ESXi events flooding wtih "failed to find member XXXXX in cluster XXXXX" messages

Products

VMware vSphere ESXi

Issue/Introduction

An ESXi host is experiencing a high volume of log flooding, potentially generating over 200,000 events per day.
Thousands of occurrences of the following error in etcd logs: etcd[#####]: failed to find member ############ in cluster ############
The system may report that the etcd directory is unstable: vmkwarning: cpu10:#######)WARNING: UserFile: ####: etcd: Directory changing too often to perform readdir operation (11 retries), returning busy
Frequent restarts of the etcdmain process managed by the watchdog.

watchdog[XXXXXXX]: Started etcdmain with PID=#######
watchdog[XXXXXXX]: Restarting etcdmain
watchdog[XXXXXXX]: Started etcdmain with PID=#######
watchdog[XXXXXXX]: Restarting etcdmain
watchdog[XXXXXXX]: Started etcdmain with PID=#######
watchdog[XXXXXXX]: Restarting etcdmain
clusterAgent warnings indicating authentication handshake failures when connecting to peers over port 2379 as in below logs.
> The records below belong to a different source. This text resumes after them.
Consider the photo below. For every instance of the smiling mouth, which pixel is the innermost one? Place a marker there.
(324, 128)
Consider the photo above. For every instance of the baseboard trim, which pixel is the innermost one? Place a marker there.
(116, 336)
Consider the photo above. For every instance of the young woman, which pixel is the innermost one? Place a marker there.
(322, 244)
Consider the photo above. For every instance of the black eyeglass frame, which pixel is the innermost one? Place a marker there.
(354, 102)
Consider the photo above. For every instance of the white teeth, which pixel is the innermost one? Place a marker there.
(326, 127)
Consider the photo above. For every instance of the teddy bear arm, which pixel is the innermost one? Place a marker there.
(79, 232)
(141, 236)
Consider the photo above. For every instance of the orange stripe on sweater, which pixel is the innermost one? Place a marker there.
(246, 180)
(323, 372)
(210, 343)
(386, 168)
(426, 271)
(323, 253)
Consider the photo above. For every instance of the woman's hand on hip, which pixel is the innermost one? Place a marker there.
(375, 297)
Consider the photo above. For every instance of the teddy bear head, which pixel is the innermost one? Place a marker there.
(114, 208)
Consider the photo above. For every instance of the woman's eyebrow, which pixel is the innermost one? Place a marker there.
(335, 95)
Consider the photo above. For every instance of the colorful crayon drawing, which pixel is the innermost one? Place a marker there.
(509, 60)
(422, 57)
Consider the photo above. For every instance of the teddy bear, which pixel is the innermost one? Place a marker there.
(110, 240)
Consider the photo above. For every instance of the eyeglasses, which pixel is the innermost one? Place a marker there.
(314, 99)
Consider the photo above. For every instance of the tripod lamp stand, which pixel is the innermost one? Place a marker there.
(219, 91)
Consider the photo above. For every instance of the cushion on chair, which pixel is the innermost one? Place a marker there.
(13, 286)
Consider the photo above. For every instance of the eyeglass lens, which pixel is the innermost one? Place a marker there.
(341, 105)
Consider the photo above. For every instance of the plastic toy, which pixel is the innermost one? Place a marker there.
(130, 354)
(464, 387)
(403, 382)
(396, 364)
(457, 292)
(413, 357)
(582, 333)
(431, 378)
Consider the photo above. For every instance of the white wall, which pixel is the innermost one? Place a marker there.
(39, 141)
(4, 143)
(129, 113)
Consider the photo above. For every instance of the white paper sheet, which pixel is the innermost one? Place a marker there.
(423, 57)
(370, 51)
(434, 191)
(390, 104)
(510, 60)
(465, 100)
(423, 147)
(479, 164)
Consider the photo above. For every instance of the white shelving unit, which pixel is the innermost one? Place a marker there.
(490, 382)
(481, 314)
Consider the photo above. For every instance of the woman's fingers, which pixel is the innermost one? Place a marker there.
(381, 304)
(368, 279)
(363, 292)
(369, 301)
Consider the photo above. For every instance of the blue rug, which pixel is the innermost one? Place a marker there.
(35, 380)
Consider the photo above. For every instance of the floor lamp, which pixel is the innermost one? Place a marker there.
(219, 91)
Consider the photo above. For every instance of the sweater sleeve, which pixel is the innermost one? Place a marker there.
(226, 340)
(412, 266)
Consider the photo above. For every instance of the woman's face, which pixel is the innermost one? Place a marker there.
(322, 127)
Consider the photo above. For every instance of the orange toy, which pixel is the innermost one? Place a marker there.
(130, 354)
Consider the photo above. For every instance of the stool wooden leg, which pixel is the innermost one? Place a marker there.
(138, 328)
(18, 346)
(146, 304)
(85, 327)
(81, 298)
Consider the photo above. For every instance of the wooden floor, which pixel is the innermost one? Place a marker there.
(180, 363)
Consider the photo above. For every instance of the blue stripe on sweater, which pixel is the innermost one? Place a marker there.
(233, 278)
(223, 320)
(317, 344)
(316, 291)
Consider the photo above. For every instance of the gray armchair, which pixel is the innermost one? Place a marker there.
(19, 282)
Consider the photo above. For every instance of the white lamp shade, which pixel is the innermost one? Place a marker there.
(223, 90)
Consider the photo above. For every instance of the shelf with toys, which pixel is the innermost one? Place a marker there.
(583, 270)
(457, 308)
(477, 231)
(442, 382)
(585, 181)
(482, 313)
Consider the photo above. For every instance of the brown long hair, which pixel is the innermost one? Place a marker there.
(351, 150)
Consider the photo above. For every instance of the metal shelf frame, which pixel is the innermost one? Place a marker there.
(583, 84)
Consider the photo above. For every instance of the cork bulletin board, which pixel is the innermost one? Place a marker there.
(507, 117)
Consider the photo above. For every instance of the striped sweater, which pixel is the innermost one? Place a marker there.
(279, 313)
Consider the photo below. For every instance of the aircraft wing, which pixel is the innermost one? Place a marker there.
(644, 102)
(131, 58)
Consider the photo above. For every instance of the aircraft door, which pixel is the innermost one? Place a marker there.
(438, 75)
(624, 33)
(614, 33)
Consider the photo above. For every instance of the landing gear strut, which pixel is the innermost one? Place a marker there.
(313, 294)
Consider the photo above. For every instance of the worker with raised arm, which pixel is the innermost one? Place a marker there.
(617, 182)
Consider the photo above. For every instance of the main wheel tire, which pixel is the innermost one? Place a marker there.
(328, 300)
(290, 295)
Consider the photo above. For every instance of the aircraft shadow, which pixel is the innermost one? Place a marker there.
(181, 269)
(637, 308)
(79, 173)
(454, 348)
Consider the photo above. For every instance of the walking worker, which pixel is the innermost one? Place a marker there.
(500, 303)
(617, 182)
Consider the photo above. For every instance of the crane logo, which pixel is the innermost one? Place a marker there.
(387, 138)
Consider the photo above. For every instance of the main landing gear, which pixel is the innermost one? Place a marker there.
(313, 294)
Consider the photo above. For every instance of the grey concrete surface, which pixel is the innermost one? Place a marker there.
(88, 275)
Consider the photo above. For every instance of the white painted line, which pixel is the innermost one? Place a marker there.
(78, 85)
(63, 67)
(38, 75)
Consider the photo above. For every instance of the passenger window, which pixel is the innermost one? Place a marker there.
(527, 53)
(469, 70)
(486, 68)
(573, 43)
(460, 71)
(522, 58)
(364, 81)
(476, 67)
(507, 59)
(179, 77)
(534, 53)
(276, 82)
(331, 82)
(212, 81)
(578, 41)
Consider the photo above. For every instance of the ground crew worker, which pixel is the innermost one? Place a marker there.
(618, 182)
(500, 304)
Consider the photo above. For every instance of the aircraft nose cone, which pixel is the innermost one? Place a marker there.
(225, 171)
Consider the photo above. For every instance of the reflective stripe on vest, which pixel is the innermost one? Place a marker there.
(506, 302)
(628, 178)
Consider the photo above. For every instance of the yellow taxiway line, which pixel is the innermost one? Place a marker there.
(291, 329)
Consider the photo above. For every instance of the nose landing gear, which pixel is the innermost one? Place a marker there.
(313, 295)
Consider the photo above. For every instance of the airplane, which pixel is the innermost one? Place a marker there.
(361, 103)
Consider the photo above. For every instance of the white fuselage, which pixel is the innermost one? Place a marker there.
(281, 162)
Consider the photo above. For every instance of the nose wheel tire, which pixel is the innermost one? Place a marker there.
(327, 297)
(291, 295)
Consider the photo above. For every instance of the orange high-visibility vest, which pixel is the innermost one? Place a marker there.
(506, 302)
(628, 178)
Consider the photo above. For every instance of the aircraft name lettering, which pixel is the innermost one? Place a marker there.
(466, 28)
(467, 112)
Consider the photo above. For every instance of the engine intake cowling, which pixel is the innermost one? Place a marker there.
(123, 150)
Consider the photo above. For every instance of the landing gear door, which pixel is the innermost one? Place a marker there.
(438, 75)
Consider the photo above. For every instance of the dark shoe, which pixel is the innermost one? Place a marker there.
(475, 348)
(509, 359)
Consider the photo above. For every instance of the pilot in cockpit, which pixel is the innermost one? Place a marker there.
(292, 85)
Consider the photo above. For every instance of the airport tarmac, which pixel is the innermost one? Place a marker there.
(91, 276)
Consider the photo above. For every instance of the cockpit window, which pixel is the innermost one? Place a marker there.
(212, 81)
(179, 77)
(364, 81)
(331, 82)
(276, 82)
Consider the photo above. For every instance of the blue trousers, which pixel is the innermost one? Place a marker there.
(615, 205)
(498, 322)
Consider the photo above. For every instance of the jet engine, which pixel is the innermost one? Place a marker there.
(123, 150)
clusterAgent[#######]: WARN grpc: addrConn.createTransport failed to connect to {[ESXi-fqdn:2379] <nil> 0 <nil>}. Err :connection error: desc = "transport: authentication handshake failed: context canceled". Reconnecting... clusterAgent[#######]: WARN grpc: addrConn.createTransport failed to connect to {[ESXi-fqdn:2379] <nil> 0 <nil>}. Err :connection error: desc = "transport: authentication handshake failed: context canceled". Reconnecting...

Below command shows that one of the host although reachable, reflects primary status in unknown state and missing api_address

/usr/lib/vmware/clusterAgent/bin/clusterAdmin cluster statusSample Output:

{   "state": "hosted",
   "cluster_id": "c######-####-4##d-85##-####023###2:domain-c####",
   "is_in_alarm": true,
   "alarm_cause": "Timeout",
   "is_in_cluster": true,
   "members": {
      "available": true
   },
   "namespaces": [
      {
         "name": "root",
         "up_to_date": true,
         "members": [
            {
               "peer_address": "<ESXi-fqdn:2380>",
               "api_address": "",
               "reachable": true,
               "primary": "unknown",
               "learner": false
            },

Environment

VMware vSphere ESXi

Cause

The issue is caused by a communication breakdown between the clusterAgent and the etcd cluster. Specifically, an authentication handshake failure prevents the host from establishing a secure gRPC connection, causing the etcd service to cycle due to flood of membership lookup errors.

Resolution

Make sure that the hosts are able to communicate over port 2379 and 2380 between each other. If there are any communication failure over the mentioned ports, please work on resolving the network connectivity issue. If the network connectivity looks good, then proceed with below workaround.

Workaround:

To resolve this issue and restore cluster communication, perform a graceful reboot of the affected ESXi host to ensure services start in the correct sequence.

Log in to the vSphere Client.
Identify the affected ESXi host.
Right-click the host and select Maintenance Mode > Enter Maintenance Mode. Ensure all Virtual Machines are evacuated or powered off.
Once in Maintenance Mode, right-click the host and select Power > Reboot.
After the host reboots and reconnects to vCenter, exit Maintenance Mode.
Verify the cluster status by logging into the ESXi shell via SSH and running: /usr/lib/vmware/clusterAgent/bin/clusterAdmin cluster status
Confirm that the api_address is no longer empty and the primary status is correctly identified (e.g., true or false, rather than "unknown").

While it is possible to attempt a restart of the etcd service via the CLI, a full host reboot is the recommended workaround to ensure all dependent service handshakes are correctly re-initialized.

If the issue persists after the host reboot, please open a case with Broadcom support team for further investigation.